Here we show that Hh signaling regulates the cholesterol homeostatic pathway in human and mouse cartilage. In genetically modified mice, the level of Gli-mediated transcription positively correlates with the level of intracellular cholesterol accumulation and the severity of osteoarthritis. Furthermore, cholesterol blockade reduces the severity of osteoarthritis in Col2a1-Gli2 mice with Hh activation. This demonstrates that intracellular cholesterol biosynthesis at least partially mediates the effect of Hh signaling in chondrocytes in osteoarthritis⁴.
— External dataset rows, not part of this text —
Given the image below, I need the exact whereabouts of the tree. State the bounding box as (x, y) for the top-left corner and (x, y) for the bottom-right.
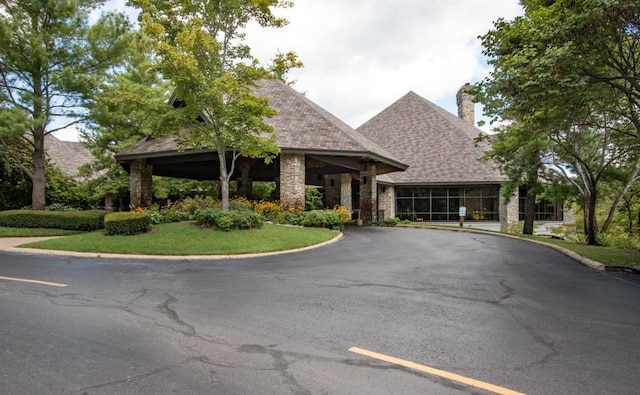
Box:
(478, 0), (640, 244)
(131, 0), (290, 210)
(0, 0), (129, 210)
(81, 32), (172, 207)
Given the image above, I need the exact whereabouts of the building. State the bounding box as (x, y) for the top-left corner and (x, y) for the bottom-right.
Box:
(116, 80), (556, 229)
(357, 85), (519, 229)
Sterols have been shown to modulate Hh signaling^35-38, but this is the first study to demonstrate that Hh signaling modulates cholesterol homeostasis. Cholesterol modifies Hh signaling with the covalent addition of a cholesterol moiety to Hh ligands³⁹. Key regulators of Hh signaling contain conserved sterol-sensing domains, suggesting that their behaviour may be affected by sterols⁴⁰. Perturbations in either Hh signaling or cholesterol homeostasis produce similar central nervous system abnormalities, facial dysmorphisms, and skeletal defects⁴¹. These parallels point to a mutual regulatory relationship between Hh signaling and cholesterol homeostasis.

Engelking et al. noted the phenotypic similarity between total InsigDKO embryos and embryos with modulated Hh signaling⁴². They hypothesized that the sterol accumulation in InsigDKO mice caused Hh activation, but did not find differences in gene expression levels of Shh, Smo, Ptch1, or Gli1 in the palate tissues at 13.5 days post coitum²⁶. Similarly, our InsigDKO mice did not show changes to Hh target gene expression in the chondrocytes. Thus, the phenotypic changes observed in response to cholesterol accumulation are not likely attributable to perturbations in Hh signaling in the cartilage. It is possible that Hh signaling is modulated in surrounding tissues due to altered ligand trafficking, or is modulated in cartilage by sterol intermediates other than cholesterol²⁴. The potential mutual regulatory relationship between Hh signaling and sterol homeostasis merits further investigation.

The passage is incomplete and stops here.